Amber Khan, a senior staff attorney at National Advocates for Pregnant Women (NAPW), has helped oppose bills like this in the past, like a 2017 bill that made substance use during pregnancy civil child neglect in Kentucky and forced mothers to enroll in drug treatment within 90 days of giving birth or face termination of parental rights. Khan said these bills “are counter-intuitive and dangerous and based on misinformation. They certainly do not address a substance use disorder. If the concern is a parent’s substance use disorder, these bills create a punitive system but don’t increase funding for care.”
Finally, North Carolina’s bill also decreases the amount of time it takes to permanently separate parent and child by terminating parental rights, an act that has been dubbed the “civil death penalty.” Currently, federal legislation known as the Adoption and Safe Families Act (ASFA) requires states to file for termination of parental rights when a child has been in foster care for 15 of the past 22 months (it does not necessarily apply in situations of kinship care, when children are living with relatives). Some states have opted to shorten that time, and if HB 918 passes, North Carolina will join them. The bill will shorten the requirement to one year. It also gives foster parents the same rights as relatives, allowing them to petition for custody after only nine months.

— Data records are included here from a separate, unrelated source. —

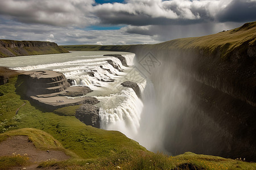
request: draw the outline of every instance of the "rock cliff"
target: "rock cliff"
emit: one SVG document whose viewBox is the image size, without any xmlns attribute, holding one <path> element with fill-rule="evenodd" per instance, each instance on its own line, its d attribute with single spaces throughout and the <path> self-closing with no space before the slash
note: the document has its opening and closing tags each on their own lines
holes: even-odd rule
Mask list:
<svg viewBox="0 0 256 170">
<path fill-rule="evenodd" d="M 255 32 L 253 22 L 158 44 L 76 49 L 135 53 L 136 66 L 154 84 L 159 111 L 166 110 L 159 126 L 164 127 L 167 151 L 256 161 Z"/>
<path fill-rule="evenodd" d="M 0 58 L 68 53 L 55 42 L 0 40 Z"/>
</svg>

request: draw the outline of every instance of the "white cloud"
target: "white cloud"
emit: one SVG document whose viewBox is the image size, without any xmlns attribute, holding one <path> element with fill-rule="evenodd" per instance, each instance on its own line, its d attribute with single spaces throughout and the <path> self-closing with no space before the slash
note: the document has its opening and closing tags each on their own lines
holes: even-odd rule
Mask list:
<svg viewBox="0 0 256 170">
<path fill-rule="evenodd" d="M 59 44 L 151 44 L 233 28 L 256 20 L 255 11 L 256 0 L 126 0 L 102 5 L 94 0 L 0 1 L 0 37 Z M 106 25 L 124 27 L 86 30 Z"/>
<path fill-rule="evenodd" d="M 8 0 L 0 2 L 0 14 L 23 23 L 84 27 L 97 22 L 91 14 L 93 0 Z"/>
</svg>

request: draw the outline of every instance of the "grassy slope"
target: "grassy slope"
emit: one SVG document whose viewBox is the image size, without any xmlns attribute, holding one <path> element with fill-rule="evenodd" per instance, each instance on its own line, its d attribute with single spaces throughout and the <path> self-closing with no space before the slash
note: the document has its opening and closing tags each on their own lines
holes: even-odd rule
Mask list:
<svg viewBox="0 0 256 170">
<path fill-rule="evenodd" d="M 40 46 L 40 43 L 49 43 L 49 42 L 44 41 L 15 41 L 9 40 L 0 40 L 1 43 L 6 45 L 14 44 L 24 44 L 29 45 L 36 44 L 36 46 L 25 46 L 20 47 L 6 47 L 0 46 L 0 57 L 8 57 L 10 56 L 31 56 L 39 54 L 48 54 L 68 53 L 66 49 L 59 46 Z M 0 44 L 1 45 L 1 44 Z M 25 45 L 26 46 L 26 45 Z"/>
<path fill-rule="evenodd" d="M 256 22 L 246 23 L 232 30 L 205 36 L 176 39 L 156 44 L 127 45 L 63 45 L 68 50 L 117 50 L 135 52 L 141 50 L 203 50 L 205 54 L 214 54 L 225 58 L 243 43 L 256 45 Z M 242 49 L 241 50 L 243 50 Z M 240 52 L 242 53 L 242 51 Z"/>
</svg>

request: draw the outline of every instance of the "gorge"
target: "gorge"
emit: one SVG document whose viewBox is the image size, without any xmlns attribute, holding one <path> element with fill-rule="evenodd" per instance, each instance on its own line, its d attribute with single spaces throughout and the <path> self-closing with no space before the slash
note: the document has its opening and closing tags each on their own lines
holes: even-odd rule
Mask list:
<svg viewBox="0 0 256 170">
<path fill-rule="evenodd" d="M 254 22 L 154 45 L 63 46 L 68 50 L 115 52 L 38 56 L 44 63 L 37 64 L 32 63 L 38 60 L 34 57 L 19 57 L 28 62 L 1 65 L 52 70 L 65 75 L 71 85 L 88 86 L 93 91 L 86 95 L 100 101 L 96 106 L 101 128 L 118 130 L 151 151 L 255 161 L 255 31 Z M 116 54 L 129 67 L 110 55 Z M 127 81 L 138 84 L 141 96 L 121 84 Z"/>
</svg>

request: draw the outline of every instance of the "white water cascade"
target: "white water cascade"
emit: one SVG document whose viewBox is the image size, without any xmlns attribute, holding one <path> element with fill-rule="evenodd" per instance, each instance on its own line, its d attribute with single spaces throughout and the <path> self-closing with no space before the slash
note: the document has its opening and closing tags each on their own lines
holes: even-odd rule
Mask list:
<svg viewBox="0 0 256 170">
<path fill-rule="evenodd" d="M 42 63 L 38 63 L 38 61 L 36 65 L 13 67 L 16 70 L 52 70 L 63 73 L 72 86 L 90 87 L 93 91 L 86 96 L 95 97 L 100 101 L 97 106 L 100 108 L 101 129 L 118 130 L 147 148 L 152 148 L 150 146 L 152 144 L 147 135 L 148 132 L 146 131 L 152 130 L 147 128 L 148 125 L 146 122 L 148 117 L 152 114 L 148 112 L 152 113 L 155 109 L 154 101 L 150 100 L 150 103 L 146 102 L 146 108 L 142 101 L 148 101 L 146 99 L 151 97 L 154 99 L 152 96 L 154 87 L 134 67 L 134 54 L 122 54 L 129 66 L 125 67 L 118 58 L 103 56 L 104 53 L 98 55 L 86 55 L 86 52 L 73 53 L 76 56 L 69 58 L 62 57 L 57 62 L 51 62 L 47 58 L 50 55 L 45 55 L 45 61 Z M 121 85 L 125 81 L 137 83 L 142 99 L 131 88 Z M 143 115 L 142 113 L 144 113 Z M 142 120 L 142 117 L 144 120 Z"/>
</svg>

“People don’t understand substance use,” said Louise Vincent, the executive director of the North Carolina Urban Survivor’s Union. “I find bills like this really manipulative…You start talking about pregnant women using drugs and people lose their mind. People don’t understand that love doesn’t cure addiction.”
Compounding all of this is the fact that these issues will not be faced by all populations equally. In North Carolina, for example, Black children comprise 33 percent of the foster care population, but only 23 percent of the state’s total population. This law would give the system further leeway to discriminate by race and class, issues already embedded into the child welfare system.
“We know that poor women and women of color are more likely to be suspected of drug use, so they’re more likely to be screened and more likely to be reported,” said Peeler. “The bill is really worrying partially because everyone really values trusting and confidentiality with their doctors and it wouldn’t afford that to people who can get pregnant.”
When legislation perpetuates the idea that addiction can be a chronic relapsing medical condition up until the point of pregnancy — when it becomes a moral failing and representative of a lack of appropriate maternal love — it fails to protect the community, which should be the basic function of the law. HB 918 and other similar laws defy science in favor of stigma and move the government one step closer to repealing reproductive agency in the United States. And, of course, it creates a new avenue for punishing drug users even while the criminal justice system finally, albeit slowly, begins to recognize that punitive measures are ineffective against addiction.
“This is certainly another part of the business as usual for the drug war,” emphasized Vincent.